Correlation considered as a stage magician

[From Rick Marken (2009.09.14.0900)]

Bill Powers (2009.09.13.1840 MDT)–

Rick Marken (2009.09.12.1740) –

RM:

Yes, I’m all for getting to Phase 2. But while Phase 1 is under way (and it is) can’t we agree that, while we have no accurate model, the data suggest that the consequences of Bush’s tax policies have been a huge increase in the deficit and a terrible recession and that this policy should be repealed and a different policy, like raising rather than lowering taxes on the wealthy, should be tried?

BP: I might go along with that if you could estimate the chances that raising taxes is likely to make matters worse instead of better. What were those correlations you were talking about?

RM: I don’t think that’s really necessary.
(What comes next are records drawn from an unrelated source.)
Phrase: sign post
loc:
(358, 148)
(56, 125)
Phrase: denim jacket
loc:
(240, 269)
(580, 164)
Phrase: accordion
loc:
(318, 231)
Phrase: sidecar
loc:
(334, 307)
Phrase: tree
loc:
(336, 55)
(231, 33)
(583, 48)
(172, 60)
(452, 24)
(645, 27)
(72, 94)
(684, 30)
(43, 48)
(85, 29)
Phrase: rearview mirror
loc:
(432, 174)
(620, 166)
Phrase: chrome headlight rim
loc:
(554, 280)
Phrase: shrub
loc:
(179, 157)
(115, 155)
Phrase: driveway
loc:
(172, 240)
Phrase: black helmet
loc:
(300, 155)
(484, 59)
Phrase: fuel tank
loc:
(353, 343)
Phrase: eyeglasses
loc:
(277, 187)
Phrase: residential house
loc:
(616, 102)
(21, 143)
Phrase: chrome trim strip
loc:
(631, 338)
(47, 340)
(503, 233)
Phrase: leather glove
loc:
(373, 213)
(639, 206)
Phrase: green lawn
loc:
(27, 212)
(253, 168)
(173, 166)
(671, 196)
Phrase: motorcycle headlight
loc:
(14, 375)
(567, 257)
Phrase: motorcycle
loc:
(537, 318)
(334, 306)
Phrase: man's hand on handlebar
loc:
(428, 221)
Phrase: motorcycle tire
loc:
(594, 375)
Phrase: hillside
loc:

I’m not trying to increase growth or reduce unemployment by raising taxes. I am suggesting that we try raising taxes (progressively) to rates that prevailed prior to 1980 in order to reduce what has become a chronic deficit. I think there is some consensus that you reduce deficits by increasing revenue. So assuming that spending remains constant or increases the only way to reduce the deficit is to increase revenue, which means increasing taxes. Economists have been recommending against this policy because they say increasing taxes is recessionary. I’m saying that there is no evidence that this is true (or untrue). So I recommend raising taxes and seeing what happens. If, in fact, the tax increase seems to start a slowdown, then it’s pretty easy to go back (after a long enough trial period – two years, perhaps) to the lower tax rate. It’s a LOT easier to lower taxes than to raise them.
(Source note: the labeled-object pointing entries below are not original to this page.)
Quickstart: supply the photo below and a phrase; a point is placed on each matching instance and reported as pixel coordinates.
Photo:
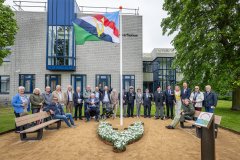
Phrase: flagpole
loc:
(121, 82)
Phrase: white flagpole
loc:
(121, 82)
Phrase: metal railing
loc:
(23, 5)
(93, 10)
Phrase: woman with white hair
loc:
(114, 101)
(20, 103)
(59, 94)
(36, 100)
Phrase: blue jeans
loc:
(209, 109)
(65, 118)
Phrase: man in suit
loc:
(106, 100)
(124, 98)
(86, 96)
(57, 112)
(147, 99)
(130, 101)
(185, 92)
(187, 114)
(78, 102)
(92, 108)
(97, 93)
(159, 99)
(210, 99)
(170, 98)
(68, 97)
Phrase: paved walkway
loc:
(83, 143)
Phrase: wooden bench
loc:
(29, 124)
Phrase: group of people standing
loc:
(90, 101)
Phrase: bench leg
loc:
(58, 124)
(23, 136)
(52, 128)
(39, 134)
I’ve also been thinking about the fact that our discussion of correlation has been ignoring the fact that we are correlating variables that vary over time. This violates some of the basic assumptions about the correlation coefficient that are made when determining statistical significance (the main assumption being that the data points are independent, which they clearly are not in a time series). I presume the violation of these assumptions would also affect the estimates of prediction odds based on the correlation. In other words, the correlation between two time series (like annual tax and growth rate) violates the basic assumptions of whatever model underlies the statistical use of correlation.
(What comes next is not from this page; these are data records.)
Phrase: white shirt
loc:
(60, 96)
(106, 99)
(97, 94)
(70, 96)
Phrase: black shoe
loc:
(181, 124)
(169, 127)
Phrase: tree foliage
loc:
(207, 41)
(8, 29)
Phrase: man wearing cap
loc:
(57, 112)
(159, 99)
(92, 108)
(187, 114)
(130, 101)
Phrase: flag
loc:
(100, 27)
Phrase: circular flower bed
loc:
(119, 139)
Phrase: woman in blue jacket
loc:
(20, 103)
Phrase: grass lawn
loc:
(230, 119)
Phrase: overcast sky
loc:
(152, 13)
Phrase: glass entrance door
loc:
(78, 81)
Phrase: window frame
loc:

But I do think that the correlation can be useful in the analysis of time series data. In particular, I think we can learn something form the “lagged” correlations where we look at the correlation between one time series and another at different time lags (and/or leads). The lag at which these correlations reach maximum (and minimum) seem like a reasonable measure of something like the phase relationship between these time series. A relatively flat set of lagged correlations would suggest no relationship between the time series; a nicely peaked set would suggest that there is some kind of relationship. This seems like a possibly useful new way of using correlation to study time series data. Whaddaya think?

Maybe such analysis methods already exist; I’ll check.

Best

Rick

···


Richard S. Marken PhD
rsmarken@gmail.com
www.mindreadings.com

[From Bill Powers (2009.09.14.1239 MDT)]

Rick Marken (2009.09.14.0900) –

BP: I might go along with that if you could estimate the chances that
raising taxes is likely to make matters worse instead of better. What
were those correlations you were talking about?

RM: I don’t think that’s really necessary. I’m not trying to increase
growth or reduce unemployment by raising taxes.

BP: Whether you’re trying to have those effects or not, they can still
occur.

RM: I am suggesting that we try
raising taxes (progressively) to rates that prevailed prior to 1980 in
order to reduce what has become a chronic deficit.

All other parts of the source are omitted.